Last time, we started to work on the thieves’ problem and some of you were able to find a nice solution. You usually used brute force or tuned the parameters of the algorithm. Today, we will learn how to obtain similarly good results with less effort, more effectively and more often.

Genetic operators

During the last lesson, I asked you not to change the genetic operators of the algorithm and let you experiment with the fitness, selection and parameters only, so that you could see how these affect the performance of the evolution.

However, some of you already knew that changing the genetic operators can make a bigger impact.

The choice of genetic operators depends a lot on the encoding of the individual. In our case the encoding is rather simple and therefore we can use simple genetic operators.

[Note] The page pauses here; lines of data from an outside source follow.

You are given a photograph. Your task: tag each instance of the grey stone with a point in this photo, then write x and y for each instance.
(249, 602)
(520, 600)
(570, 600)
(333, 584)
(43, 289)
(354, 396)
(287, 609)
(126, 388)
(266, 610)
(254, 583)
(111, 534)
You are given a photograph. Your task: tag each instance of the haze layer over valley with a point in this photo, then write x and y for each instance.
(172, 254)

We have a few options for the crossover operator:

  • One point crossover - that’s what we used last time, it chooses a random position in the individual and swaps everything after this position between the two individuals
  • Two point crossover - two positions in the individual are chosen randomly and everything between them is swapped between the two parents, you can of course generalize this to n-point crossover
  • Uniform crossover - goes through the individual and decides on each position randomly whether to swap it with the other parent or not, it is in fact a generalization of the n-point crossover

There are also a few simple mutations we can use:

  • Mutation, which changes a random position to a random valid value - we used this one last time, and it is often the first one you will try
  • Mutation, which swaps parts of the encoding inside the individual - it randomly selects two parts of the same individual and swaps them, in the most simple case, each part consist of only one gene

What does the first and second mutation do in our case with the bins? The first mutation takes a thing from one bin and puts in into another. The second one takes things from two bins and swaps them between them (in the case only two genes are swapped, otherwise it is more complicated). Is any of these mutations better for this problem?

Informed operators

The above mentioned operators work completely randomly, however, we can also create operators which take into account the particular instance of the particular problem the algorithm is solving. Such operators are called informed operators.

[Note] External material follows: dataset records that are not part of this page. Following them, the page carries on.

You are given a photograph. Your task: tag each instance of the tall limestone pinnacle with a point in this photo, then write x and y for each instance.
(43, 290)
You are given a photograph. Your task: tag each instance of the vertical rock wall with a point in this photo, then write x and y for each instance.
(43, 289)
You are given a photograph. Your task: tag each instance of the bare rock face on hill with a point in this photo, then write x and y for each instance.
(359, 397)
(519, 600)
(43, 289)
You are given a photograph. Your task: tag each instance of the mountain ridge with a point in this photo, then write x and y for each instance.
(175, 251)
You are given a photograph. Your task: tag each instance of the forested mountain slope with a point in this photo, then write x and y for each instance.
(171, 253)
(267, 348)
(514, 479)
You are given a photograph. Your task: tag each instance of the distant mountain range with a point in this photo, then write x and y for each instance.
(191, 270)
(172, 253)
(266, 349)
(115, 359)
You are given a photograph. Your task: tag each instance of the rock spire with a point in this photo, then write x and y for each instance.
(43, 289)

In our case, we can imagine an informed mutation. It can, for example take a thing from a heavy bin and put it into a light bin. We can go even further and take several things from one bin and other things from another bin in such a way, that the difference between the two bins is minimized.

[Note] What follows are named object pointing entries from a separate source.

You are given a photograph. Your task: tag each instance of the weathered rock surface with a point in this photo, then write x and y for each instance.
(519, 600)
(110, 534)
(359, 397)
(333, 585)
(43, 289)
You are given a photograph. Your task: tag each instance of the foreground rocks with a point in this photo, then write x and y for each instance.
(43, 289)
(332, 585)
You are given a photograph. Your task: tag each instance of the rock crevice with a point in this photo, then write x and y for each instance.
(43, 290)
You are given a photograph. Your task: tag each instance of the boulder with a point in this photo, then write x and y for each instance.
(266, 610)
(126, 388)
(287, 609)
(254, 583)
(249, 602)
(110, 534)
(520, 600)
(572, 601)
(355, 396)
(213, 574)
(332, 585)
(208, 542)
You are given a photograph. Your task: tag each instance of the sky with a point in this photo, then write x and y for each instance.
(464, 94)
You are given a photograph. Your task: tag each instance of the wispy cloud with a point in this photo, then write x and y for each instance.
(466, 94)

In the extreme case, we can even solve the problem in the mutation. However, the question is, whether we still have an evolutionary algorithm in such case, whether this kind of approach will be effective, and whether it would not be better to just run the mutation without the rest of the algorithm.

It is also possible to create informed crossover, however it is not easy for the thieves’ problem. Even generally, informed mutation is more common than informed crossover.